Witana v Police
[2014] NZHC 1963
•20 August 2014
IN THE HIGH COURT OF NEW ZEALAND AUCKLAND REGISTRY
CRI-2014-404-000076 [2014] NZHC 1963
BETWEEN EZEKIEL WITANA
Appellant
AND
NEW ZEALAND POLICE Respondent
Hearing: 28 July 2014 Counsel:
J C Harder for the Appellant
R N Thompson for the RespondentJudgment:
20 August 2014
JUDGMENT OF DUFFY J [re Appeal Against Sentence]
This judgment was delivered by Justice Duffy on 20 August 2014 at 12.00 pm, pursuant to
r 11.5 of the High Court Rules
Registrar/Deputy Registrar
Date:
Solicitors: Public Defence Service, Auckland
Meredith Connell, Auckland
WITANA v POLICE [2014] NZHC 1963 [20 August 2014]
[1] This is an appeal against a refusal of Judge Harvey on 13 February 2014 to exercise his discretion under s 94 of the Land Transport Act 1998 to impose a community-based sentence, rather than disqualify the appellant from driving.

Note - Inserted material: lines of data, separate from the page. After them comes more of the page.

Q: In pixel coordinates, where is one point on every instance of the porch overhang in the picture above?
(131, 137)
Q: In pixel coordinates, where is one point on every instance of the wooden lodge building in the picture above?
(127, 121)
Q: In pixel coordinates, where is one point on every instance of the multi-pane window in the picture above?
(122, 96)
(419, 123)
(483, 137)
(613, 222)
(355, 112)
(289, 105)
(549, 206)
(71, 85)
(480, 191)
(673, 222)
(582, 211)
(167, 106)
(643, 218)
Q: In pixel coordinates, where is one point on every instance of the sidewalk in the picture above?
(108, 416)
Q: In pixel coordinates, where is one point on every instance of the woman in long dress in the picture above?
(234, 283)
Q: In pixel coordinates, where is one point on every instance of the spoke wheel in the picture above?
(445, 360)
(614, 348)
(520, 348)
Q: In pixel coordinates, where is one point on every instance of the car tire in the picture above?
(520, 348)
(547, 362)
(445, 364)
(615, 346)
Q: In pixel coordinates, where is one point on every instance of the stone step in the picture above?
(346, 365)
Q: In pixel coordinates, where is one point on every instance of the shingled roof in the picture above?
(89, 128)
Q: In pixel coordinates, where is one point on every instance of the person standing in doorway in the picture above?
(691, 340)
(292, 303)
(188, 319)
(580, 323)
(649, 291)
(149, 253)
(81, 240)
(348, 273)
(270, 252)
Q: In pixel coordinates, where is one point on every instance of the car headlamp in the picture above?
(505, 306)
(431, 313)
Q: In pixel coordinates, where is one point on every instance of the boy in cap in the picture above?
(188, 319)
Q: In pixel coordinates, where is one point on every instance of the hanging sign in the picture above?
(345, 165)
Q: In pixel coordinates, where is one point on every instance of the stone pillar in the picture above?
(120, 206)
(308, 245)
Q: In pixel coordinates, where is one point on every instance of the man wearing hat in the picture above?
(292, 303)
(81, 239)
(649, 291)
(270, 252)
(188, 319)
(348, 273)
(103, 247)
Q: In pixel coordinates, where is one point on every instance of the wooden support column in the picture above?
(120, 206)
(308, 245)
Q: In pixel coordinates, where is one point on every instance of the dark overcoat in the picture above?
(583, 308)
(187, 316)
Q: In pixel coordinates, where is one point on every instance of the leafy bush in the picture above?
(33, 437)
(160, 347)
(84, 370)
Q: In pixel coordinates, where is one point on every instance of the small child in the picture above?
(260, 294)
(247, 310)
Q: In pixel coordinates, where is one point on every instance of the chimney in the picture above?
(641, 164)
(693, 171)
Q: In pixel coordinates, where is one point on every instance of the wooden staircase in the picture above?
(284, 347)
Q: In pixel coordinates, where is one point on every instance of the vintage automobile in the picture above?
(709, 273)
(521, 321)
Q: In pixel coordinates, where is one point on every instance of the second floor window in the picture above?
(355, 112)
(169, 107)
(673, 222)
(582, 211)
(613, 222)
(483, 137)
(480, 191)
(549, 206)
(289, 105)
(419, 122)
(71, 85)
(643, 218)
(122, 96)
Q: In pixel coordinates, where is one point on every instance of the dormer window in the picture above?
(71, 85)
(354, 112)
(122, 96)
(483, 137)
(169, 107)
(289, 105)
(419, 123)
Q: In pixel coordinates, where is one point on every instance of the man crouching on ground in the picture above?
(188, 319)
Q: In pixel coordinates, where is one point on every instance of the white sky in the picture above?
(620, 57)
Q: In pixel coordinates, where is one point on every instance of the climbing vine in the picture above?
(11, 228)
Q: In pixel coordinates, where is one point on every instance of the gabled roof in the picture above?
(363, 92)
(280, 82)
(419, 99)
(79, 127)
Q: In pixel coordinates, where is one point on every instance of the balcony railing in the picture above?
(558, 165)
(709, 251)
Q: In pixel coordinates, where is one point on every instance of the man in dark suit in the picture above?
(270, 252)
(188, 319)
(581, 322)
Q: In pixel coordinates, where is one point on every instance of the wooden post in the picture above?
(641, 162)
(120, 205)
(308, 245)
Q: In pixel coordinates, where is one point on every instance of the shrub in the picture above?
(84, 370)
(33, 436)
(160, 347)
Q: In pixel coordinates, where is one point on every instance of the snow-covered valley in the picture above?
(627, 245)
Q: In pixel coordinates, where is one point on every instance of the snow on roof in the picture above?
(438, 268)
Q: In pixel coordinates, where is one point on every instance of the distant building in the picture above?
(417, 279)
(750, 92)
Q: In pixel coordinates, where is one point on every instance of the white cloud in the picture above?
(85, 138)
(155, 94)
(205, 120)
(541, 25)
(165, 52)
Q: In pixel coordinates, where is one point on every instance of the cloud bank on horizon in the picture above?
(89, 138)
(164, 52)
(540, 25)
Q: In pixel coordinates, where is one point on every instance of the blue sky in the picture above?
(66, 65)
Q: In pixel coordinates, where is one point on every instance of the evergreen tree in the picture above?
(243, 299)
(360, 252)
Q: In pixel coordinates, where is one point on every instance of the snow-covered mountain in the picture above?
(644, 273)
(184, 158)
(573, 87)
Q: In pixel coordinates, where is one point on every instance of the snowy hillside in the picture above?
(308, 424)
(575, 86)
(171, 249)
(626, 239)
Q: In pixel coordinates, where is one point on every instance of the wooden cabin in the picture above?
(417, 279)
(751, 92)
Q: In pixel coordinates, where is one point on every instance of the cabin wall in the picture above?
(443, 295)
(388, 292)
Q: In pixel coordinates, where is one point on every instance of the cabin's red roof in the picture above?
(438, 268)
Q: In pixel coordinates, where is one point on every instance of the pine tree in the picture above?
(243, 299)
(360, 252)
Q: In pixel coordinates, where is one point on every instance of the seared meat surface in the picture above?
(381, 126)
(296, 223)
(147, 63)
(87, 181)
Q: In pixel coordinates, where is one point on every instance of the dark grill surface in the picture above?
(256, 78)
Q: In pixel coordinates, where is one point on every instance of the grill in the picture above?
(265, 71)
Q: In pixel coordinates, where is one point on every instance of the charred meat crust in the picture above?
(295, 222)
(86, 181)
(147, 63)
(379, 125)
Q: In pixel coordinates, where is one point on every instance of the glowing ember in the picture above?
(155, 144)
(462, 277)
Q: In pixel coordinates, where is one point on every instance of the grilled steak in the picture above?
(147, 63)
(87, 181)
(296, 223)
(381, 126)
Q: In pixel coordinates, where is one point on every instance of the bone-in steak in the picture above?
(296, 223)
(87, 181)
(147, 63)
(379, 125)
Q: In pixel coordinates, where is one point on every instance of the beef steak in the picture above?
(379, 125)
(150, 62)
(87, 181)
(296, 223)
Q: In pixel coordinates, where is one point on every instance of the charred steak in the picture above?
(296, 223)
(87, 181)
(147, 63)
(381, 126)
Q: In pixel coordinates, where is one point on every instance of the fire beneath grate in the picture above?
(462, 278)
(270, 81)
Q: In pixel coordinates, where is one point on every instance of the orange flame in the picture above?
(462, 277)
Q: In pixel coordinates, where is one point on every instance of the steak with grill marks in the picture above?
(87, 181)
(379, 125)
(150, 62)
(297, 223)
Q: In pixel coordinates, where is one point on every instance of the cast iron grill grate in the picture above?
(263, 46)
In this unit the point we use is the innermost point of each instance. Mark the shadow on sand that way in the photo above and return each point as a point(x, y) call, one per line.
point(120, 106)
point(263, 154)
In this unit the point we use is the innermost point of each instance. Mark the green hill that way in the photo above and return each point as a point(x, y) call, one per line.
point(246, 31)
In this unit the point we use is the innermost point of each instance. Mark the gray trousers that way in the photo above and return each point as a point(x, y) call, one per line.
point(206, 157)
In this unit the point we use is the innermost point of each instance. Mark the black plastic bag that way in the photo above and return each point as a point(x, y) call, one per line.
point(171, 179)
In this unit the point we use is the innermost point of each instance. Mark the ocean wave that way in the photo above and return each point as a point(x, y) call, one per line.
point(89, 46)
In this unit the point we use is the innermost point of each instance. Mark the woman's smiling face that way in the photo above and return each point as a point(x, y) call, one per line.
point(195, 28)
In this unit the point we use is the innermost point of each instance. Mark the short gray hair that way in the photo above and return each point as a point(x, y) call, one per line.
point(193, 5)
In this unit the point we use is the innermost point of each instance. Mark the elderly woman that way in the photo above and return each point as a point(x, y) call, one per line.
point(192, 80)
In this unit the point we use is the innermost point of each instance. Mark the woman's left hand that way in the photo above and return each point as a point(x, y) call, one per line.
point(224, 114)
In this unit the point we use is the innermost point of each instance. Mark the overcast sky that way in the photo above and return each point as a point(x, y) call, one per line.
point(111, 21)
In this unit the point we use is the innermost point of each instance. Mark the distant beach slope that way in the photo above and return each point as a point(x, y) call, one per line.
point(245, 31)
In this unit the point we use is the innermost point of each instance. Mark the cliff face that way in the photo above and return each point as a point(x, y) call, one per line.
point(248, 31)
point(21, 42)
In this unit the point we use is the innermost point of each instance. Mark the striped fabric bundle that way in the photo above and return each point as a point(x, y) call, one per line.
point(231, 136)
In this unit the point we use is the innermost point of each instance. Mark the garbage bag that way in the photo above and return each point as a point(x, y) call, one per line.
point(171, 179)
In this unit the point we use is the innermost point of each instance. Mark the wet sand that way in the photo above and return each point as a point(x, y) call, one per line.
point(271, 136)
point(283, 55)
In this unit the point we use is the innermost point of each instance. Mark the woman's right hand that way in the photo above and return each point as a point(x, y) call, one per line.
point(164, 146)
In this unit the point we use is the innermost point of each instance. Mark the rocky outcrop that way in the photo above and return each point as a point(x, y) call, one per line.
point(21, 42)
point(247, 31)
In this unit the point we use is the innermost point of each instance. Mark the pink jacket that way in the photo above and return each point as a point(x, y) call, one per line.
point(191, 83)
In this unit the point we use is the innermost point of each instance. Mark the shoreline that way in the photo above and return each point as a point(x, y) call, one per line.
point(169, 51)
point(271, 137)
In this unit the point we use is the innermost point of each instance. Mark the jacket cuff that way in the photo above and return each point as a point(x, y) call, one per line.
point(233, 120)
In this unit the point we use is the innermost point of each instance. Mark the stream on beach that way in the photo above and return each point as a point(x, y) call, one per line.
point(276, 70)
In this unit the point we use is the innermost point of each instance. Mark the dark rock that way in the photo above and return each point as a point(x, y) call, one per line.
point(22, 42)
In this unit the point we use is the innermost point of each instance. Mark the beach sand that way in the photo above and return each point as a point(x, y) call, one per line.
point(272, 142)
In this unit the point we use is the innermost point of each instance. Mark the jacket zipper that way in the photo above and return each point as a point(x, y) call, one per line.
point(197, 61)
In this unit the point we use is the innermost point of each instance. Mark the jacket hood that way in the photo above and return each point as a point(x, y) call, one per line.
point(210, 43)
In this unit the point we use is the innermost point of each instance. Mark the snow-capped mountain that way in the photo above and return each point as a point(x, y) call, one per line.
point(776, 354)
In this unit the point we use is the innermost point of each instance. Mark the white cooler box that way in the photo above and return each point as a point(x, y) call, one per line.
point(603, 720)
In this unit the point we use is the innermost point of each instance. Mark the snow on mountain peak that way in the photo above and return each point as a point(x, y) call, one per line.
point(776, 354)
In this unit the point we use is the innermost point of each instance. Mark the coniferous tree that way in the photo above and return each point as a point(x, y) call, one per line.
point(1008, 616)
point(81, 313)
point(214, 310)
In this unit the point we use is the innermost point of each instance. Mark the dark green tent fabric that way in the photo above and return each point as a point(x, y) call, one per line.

[2] The appellant, Mr Witana, was convicted of the charge of aggravated driving while disqualified. This was the appellant’s third incident of driving while disqualified. Judge Harvey sentenced the appellant to 80 hours of community work and disqualified him from driving for a year.
Facts
[3] The appellant was first disqualified from driving, following his conviction for driving with an excess breath/blood alcohol level on 11 March 2011. On that occasion he was disqualified from driving for a period of six months from 11 March
2011. He completed this period of disqualification without incident.
[4] On 9 October 2012, following his second conviction for driving with an excess breath/blood alcohol level, he was disqualified from driving for a period of seven months. This time things did not go so well. On 15 March 2013, which was within the period of disqualification, he was apprehended driving a motor vehicle. On the charge of driving while disqualified, he was fined $300, together with Court costs, and disqualified from driving for a period of six months, commencing on 8 May 2013. The disqualification commenced at this time because it had to follow on from the expiry of the earlier period of disqualification.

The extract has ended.